= Thomas Lye =

English clergyman and theologian (1621–1684)

Thomas Lye, or Lee, or Leigh, (25 March 1621 – 7 June 1684) was an English Nonconformist minister.

==Early life==
Lye was the son of Thomas Leigh of Chard in Somerset. He matriculated at Wadham College, Oxford, as Leigh, on 4 November 1636, was elected scholar on 6 Oct. 1637, and proceeded B.A. on 25 May 1641. Afterwards, he migrated to Emmanuel College, Cambridge, where he graduated M.A., as Lee, in 1646. He was headmsaster of Bury St. Edmunds school for a short time in 1647, and was incorporated M.A. of Oxford, as Lye, on 8 May 1649. Anthony Wood wrote that he was chaplain of Wadham College about the same time, but his name does not appear on the books.

==Career==
In August 1651, while minister of Chard, he refused to sign the engagement and was consequently ordered to leave the town not to come within ten miles of it and not to preach in any market town in Somerset. He preached a farewell sermon to his parishioners on 24 August 1651. In November, however, the council at Whitehall reversed the order of banishment and silence. In 1654 he was appointed one of the assistants to the commissioners in Somerset for the ejection of scandalous ministers. Towards the end of 1658, he was elected by the congregation to the charge of All Hallows, Lombard Street, London. He was made one of the approvers of ministers, ‘according to the presbyterian way,’ in London on 14 March 1659. After the Stuart Restoration, in November 1660, he, with other ministers in London, made an ‘acknowledgment’ to the king ‘for his Gracious Concessions... concerning Ecclesiastical affairs,’ but he was ejected from All Hallows in August 1662 by the Act of Uniformity. He seems to have collected a congregation at Dyers' Hall, Thames Street, soon afterwards, and to have preached in the independent meeting-house at Clapham.

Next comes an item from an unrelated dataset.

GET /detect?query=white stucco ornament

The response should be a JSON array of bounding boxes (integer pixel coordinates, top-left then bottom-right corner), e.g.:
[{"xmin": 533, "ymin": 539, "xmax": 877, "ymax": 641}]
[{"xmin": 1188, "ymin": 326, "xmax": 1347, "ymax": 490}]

Lye was very popular as an instructor of children, and was singularly successful in catechising them. Edmund Calamy the Younger writes that he was taken by his mother to Dyers' Hall to be catechised by ‘good old Mr. Thomas Lye... she having been herself catechised by him in her younger years.’ He probably kept a school at his house in Clapham. He died at Bethnal Green on 7 June 1684, and was buried at Clapham on 11 June. His wife Sarah had predeceased him in September 1678. In his will he left property to his two daughters, Sarah and Mary, all that survived of a large family. On the title-page to the ‘Farewell Sermons of the Ejected Ministers,’ London, 1662, is a small portrait of Lye, with thirteen others. Wood pronounces it ‘very like him.’ Lye's books were sold by auction in London in November 1684.

==Writings==
Lye published funeral sermons on Mrs. Elizabeth Nicoll, 1660, and on W. Hiett, 1681. Many sermons by him appear in the various editions of the Morning Exercises.
He also wrote:
- ‘The Fixed Saint,’ 1662, printed also in ‘The London Ministers' Legacy,’ 1662, and in ‘Collection of Farewell Sermons,’ 1663, 1816.
- ‘Plain and Familiar Method of Instructing the Younger Sort according to the Lesser Catechism of the Assembly of Divines,’ 1673.
- ‘A new Spelling Book,’ 1674, 1677.
- ‘The Child's Delight,’ about 1674, 1684. Wood says it was several times reprinted.
- ‘The Assemblies Shorter Catechism drawn out into distinct Propositions,’ 1674.
- ‘Explanation of the Shorter Catechism,’ 1675, 1676, 1683, 1688, 1689.
- ‘The Principles of the Christian Religion, in a short Catechism,’ 1706.